Mais si le passé importe, c’est parce que nous le consultons
pour essayer de discerner l’avenir. Machiavel conseille au prince l’étude de l’histoire
comme science des humeurs des hommes et comme ensemble de leçons qui permettent
de déterminer les meilleures options au moment où nous choisissons d’agir dans
telle ou telle direction. Mais nous sommes si orgueilleux que nous croyons que
le futur est à notre disposition et que l’étude du passé nous permettra de déterminer
le cours des événements. Abattez ce cuider, comme dirait Montaigne ! Aristote
et Épicure se rejoignent sur un point (au moins, car il y en a d’autres) :
les futurs sont contingents. Le futur n’est jamais contenu dans le passé, même
si, après coup, nous allons trouver de bonnes explications, de bonnes raisons,
pour croire que ce qui est arrivé était prédéterminé.

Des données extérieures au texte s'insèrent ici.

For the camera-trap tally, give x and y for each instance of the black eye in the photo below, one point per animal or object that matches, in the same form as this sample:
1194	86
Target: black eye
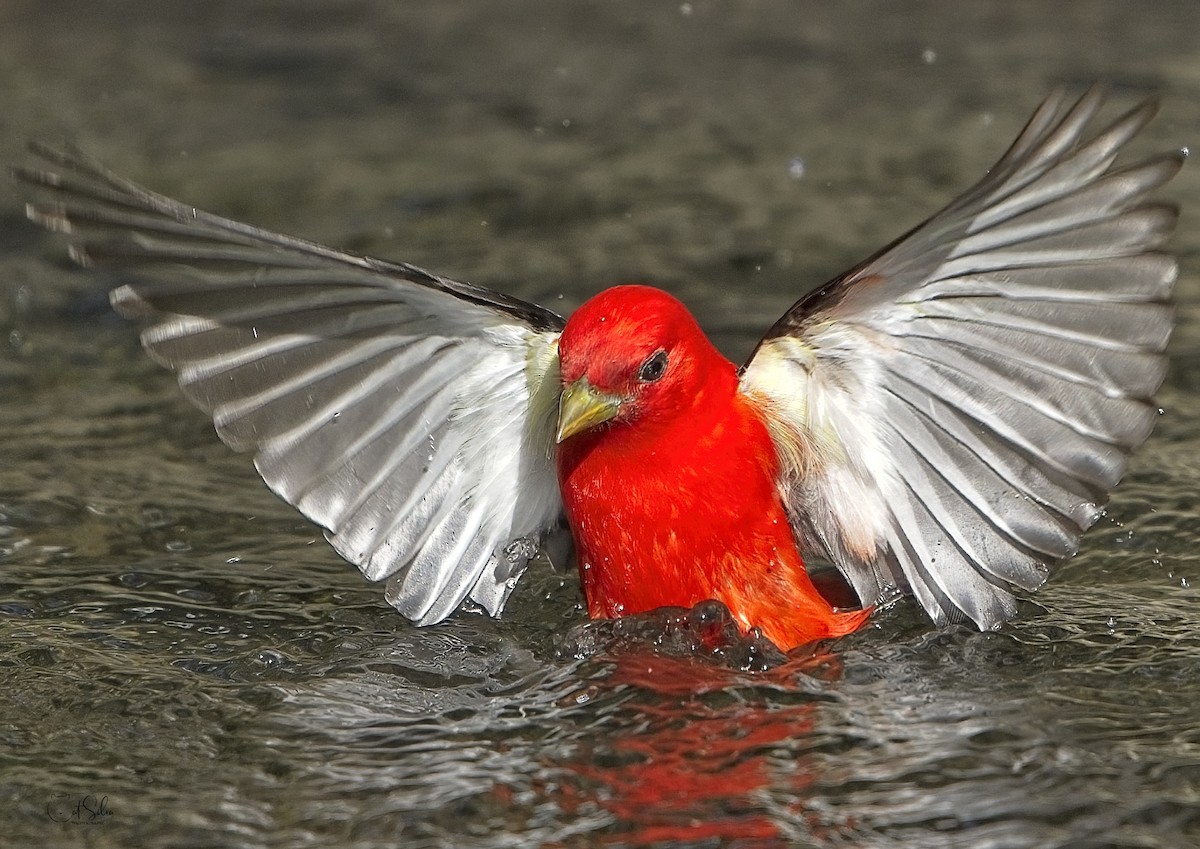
654	367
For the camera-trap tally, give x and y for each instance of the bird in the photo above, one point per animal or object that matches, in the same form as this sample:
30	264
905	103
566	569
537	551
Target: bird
943	420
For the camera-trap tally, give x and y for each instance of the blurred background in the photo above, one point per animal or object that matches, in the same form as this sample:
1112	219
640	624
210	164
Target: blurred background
175	640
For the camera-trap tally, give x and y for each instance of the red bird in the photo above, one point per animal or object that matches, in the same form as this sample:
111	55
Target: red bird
947	417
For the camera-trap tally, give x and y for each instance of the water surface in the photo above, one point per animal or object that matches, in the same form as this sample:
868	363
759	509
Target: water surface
185	662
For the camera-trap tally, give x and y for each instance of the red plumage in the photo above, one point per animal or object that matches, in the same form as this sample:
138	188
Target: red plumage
675	499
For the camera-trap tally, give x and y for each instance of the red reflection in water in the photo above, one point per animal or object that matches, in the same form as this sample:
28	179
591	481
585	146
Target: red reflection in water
694	766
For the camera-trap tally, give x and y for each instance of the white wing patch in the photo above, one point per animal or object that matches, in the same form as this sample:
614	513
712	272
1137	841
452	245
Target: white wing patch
953	413
407	414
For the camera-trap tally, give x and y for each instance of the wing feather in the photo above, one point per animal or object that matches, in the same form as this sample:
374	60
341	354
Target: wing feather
954	411
403	411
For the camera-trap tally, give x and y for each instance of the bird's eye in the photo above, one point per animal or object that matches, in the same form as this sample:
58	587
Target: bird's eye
654	367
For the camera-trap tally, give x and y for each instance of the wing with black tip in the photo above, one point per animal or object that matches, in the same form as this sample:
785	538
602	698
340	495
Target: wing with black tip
954	411
407	414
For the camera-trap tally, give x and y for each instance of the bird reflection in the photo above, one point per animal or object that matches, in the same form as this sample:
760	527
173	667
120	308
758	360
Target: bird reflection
706	753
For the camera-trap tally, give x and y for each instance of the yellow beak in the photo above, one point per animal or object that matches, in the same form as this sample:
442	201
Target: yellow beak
582	407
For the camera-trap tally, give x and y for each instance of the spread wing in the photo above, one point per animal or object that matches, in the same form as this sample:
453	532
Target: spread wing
953	411
409	415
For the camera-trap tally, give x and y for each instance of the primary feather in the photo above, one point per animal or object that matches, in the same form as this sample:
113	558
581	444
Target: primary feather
402	411
948	416
957	409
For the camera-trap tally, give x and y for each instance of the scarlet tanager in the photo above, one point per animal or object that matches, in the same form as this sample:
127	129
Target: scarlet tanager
947	417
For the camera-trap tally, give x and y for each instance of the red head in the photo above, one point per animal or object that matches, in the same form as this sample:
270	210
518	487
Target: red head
634	353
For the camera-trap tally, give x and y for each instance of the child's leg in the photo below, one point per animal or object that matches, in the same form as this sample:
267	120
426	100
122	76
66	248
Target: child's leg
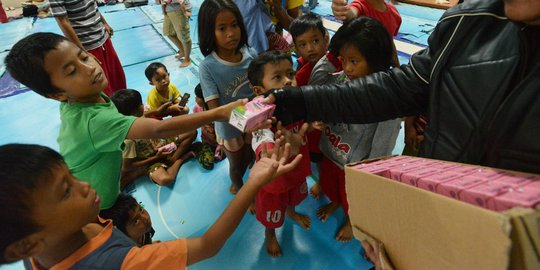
329	174
294	197
272	245
240	156
270	210
164	176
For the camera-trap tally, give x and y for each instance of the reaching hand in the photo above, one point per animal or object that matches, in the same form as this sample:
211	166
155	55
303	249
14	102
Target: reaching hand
295	139
274	165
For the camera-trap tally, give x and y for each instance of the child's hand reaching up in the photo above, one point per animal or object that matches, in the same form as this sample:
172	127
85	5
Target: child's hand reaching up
295	139
275	164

Agir soit, mais sans exiger que le futur honore nos
engagements comme le créancier croit que le débiteur honorera ses échéances. Et
si nous fuyons le présent parce que, comme le dit Pascal, la vue du présent
nous blesse, nous pouvons changer nos lunettes et regarder le présent pour ce
qu’il est vraiment, notre pleine présence au monde, dont les douleurs elles-mêmes
sont la manifestation de notre puissance d’exister.